Every production server needs a set of recurring housekeeping jobs. We use both cron (for simple commands) and systemd timers (for jobs that need dependency tracking or resource limits):

# /etc/cron.d/server-maintenance
# All times are UTC (servers must always run in UTC — local time zones are a source of bugs)

# Security patches: unattended daily (only security updates, not all updates)
0 3 * * * root unattended-upgrades -d >> /var/log/unattended-upgrades/unattended-upgrades.log 2>&1

# Weekly full package update (review before applying on critical systems)
0 4 * * 0 root apt-get update -qq && apt-get upgrade -y -q >> /var/log/apt-weekly.log 2>&1

# Daily disk check
*/15 * * * * root /usr/local/bin/disk-alert.sh

# Remove old temp files older than 7 days (prevent /tmp from filling up)
0 2 * * * root find /tmp -type f -mtime +7 -delete 2>/dev/null

# Verify the healthapi service is responding (lightweight uptime probe)
*/5 * * * * root curl -sf http://127.0.0.1:8080/health >/dev/null || systemctl restart healthapi

Phase 8: Final Verification Checklist

Before declaring a server production-ready, run through this verification sequence.
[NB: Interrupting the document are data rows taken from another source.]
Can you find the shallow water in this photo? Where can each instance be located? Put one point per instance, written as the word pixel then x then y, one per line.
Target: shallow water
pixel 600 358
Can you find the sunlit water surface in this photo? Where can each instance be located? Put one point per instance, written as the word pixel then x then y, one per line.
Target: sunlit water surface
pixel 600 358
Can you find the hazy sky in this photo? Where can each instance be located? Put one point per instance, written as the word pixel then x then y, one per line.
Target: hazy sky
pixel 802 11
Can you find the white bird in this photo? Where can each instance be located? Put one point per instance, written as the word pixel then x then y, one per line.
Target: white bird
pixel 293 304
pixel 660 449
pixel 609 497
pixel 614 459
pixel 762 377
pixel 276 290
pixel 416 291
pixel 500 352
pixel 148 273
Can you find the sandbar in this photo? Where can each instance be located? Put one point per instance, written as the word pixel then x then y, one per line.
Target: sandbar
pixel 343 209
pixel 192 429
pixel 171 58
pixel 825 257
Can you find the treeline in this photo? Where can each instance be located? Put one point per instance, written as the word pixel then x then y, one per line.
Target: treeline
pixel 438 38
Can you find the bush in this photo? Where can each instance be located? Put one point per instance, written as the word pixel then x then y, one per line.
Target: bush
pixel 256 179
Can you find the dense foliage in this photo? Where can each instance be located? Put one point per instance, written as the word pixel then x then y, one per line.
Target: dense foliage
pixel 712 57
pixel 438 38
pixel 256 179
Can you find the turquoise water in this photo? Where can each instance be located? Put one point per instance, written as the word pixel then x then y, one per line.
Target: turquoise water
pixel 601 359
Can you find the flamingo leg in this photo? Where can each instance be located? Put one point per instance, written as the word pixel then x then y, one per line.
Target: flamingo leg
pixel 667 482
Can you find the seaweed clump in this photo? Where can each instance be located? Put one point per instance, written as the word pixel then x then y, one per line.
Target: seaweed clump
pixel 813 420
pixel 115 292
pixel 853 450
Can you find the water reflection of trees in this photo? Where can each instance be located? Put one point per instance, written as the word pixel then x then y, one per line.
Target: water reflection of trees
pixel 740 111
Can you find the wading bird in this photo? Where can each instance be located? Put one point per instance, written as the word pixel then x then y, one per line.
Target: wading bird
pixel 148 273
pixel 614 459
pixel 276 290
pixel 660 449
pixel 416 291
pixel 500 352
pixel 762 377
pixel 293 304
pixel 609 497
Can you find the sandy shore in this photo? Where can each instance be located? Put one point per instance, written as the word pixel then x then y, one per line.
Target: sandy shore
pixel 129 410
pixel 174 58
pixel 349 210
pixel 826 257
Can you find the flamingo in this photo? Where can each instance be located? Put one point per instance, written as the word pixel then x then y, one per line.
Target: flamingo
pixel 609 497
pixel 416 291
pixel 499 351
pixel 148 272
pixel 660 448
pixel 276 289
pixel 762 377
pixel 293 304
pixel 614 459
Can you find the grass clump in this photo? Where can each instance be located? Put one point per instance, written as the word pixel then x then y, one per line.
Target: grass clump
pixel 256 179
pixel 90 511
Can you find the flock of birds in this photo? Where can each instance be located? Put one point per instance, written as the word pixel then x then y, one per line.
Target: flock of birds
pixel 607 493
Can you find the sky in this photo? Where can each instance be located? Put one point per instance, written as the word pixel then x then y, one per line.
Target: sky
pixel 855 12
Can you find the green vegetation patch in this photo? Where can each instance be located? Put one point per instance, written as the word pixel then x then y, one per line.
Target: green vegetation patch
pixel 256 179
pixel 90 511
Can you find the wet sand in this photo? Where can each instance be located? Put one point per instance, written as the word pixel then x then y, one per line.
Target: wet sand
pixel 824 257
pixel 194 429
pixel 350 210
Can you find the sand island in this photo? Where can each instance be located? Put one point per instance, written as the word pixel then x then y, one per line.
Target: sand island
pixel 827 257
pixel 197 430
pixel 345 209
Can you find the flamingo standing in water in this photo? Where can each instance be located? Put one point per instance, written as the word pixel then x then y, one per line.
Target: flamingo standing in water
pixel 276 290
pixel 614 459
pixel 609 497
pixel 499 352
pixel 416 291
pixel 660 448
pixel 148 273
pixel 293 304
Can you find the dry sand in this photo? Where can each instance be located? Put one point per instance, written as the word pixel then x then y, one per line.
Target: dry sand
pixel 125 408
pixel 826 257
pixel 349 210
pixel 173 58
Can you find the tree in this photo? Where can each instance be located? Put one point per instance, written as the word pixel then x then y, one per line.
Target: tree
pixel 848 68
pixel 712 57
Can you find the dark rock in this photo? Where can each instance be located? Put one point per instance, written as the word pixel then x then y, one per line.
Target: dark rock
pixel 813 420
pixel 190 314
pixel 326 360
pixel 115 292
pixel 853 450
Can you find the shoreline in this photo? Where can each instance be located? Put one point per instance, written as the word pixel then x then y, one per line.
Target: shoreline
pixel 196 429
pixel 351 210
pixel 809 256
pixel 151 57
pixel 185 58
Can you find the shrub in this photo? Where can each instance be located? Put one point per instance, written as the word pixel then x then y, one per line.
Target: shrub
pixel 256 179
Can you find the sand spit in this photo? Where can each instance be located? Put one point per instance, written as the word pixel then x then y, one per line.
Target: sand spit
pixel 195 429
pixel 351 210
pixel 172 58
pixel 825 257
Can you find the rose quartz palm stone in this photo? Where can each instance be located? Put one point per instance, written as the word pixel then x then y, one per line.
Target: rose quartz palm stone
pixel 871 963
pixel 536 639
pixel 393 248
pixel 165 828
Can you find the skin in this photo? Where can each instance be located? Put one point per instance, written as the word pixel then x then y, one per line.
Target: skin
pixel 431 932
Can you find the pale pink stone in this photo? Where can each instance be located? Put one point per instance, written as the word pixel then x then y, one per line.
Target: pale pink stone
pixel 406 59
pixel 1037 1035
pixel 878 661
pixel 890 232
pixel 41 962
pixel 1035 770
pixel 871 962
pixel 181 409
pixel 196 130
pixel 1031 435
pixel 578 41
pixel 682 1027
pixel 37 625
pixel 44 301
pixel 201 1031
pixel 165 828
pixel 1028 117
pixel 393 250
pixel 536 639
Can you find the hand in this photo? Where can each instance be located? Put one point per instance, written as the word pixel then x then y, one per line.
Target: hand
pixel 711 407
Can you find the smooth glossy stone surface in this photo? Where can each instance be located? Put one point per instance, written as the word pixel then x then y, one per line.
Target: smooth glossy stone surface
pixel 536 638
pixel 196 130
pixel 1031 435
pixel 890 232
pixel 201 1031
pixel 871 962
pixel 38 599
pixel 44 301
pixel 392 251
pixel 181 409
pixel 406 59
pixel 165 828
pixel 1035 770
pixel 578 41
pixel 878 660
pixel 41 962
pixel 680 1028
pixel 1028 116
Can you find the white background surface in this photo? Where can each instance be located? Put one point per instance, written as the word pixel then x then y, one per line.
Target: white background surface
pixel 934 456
This is the equivalent of a pre-flight checklist — every item must pass:

The seven control layers of a hardened production server, with their corresponding verification commands.

# Run all verification checks in sequence — each should return the expected value

echo "=== SSH config ==="
sshd -T | grep -E "permitrootlogin|passwordauthentication|port|allowusers"

echo "=== Listening ports (external) ==="
ss -tulnp | grep -v '127.0.0.1\|::1'

echo "=== Kernel sysctl (key values) ==="
sysctl net.ipv4.tcp_syncookies net.ipv4.conf.all.rp_filter kernel.randomize_va_space

echo "=== healthapi service ==="
systemctl is-active healthapi && curl -sf http://127.0.0.1:8080/health

echo "=== Journal disk usage ==="
journalctl --disk-usage

echo "=== Cron jobs ==="
crontab -l -u root

echo "=== Firewall ==="
ufw status numbered

echo "=== All services (running) ==="
systemctl list-units --type=service --state=running --no-pager

Pro tip — infrastructure as code: Once you have built and verified this server manually, capture every configuration decision in Ansible playbooks or a Terraform + cloud-init template. The next server should take under ten minutes to reproduce identically. At Google and Meta, no production server is configured by hand — everything is version-controlled, code-reviewed, and applied by automation. Manual configuration is technical debt that silently accumulates until someone is paged at 2 AM by a snowflake server that behaves differently from every other host in the fleet.

What You Have Built

At this point you have a server that is aligned with production practice at any top-tier company:

Identity: No root SSH, key-only auth, dedicated unprivileged user, legal banner.
Network surface: Firewall default-deny; only port 2222 open; kernel hardened against common network attacks.
Service hygiene: Application runs as a least-privilege service account under systemd, with memory and CPU caps, automatic restart, and full journald logging.
Observability: Persistent journal with retention limits; disk alerts wired to cron every 15 minutes.
Self-maintenance: Unattended security updates, weekly package upgrades, temp-file cleanup, and automated service recovery all run on schedule — the server heals itself for common failure modes without on-call intervention.

Next steps in a real organisation: This project covers the OS-level baseline. In practice you would layer on: centralised log shipping (Loki, Splunk, or CloudWatch Logs), host-based intrusion detection (AIDE, Falco), external uptime monitoring (Prometheus Blackbox Exporter or a SaaS probe), secrets management (Vault), and configuration management automation (Ansible, Chef, or Puppet) so the entire setup is reproducible in code. Those topics are covered in later tutorials in this DevOps path.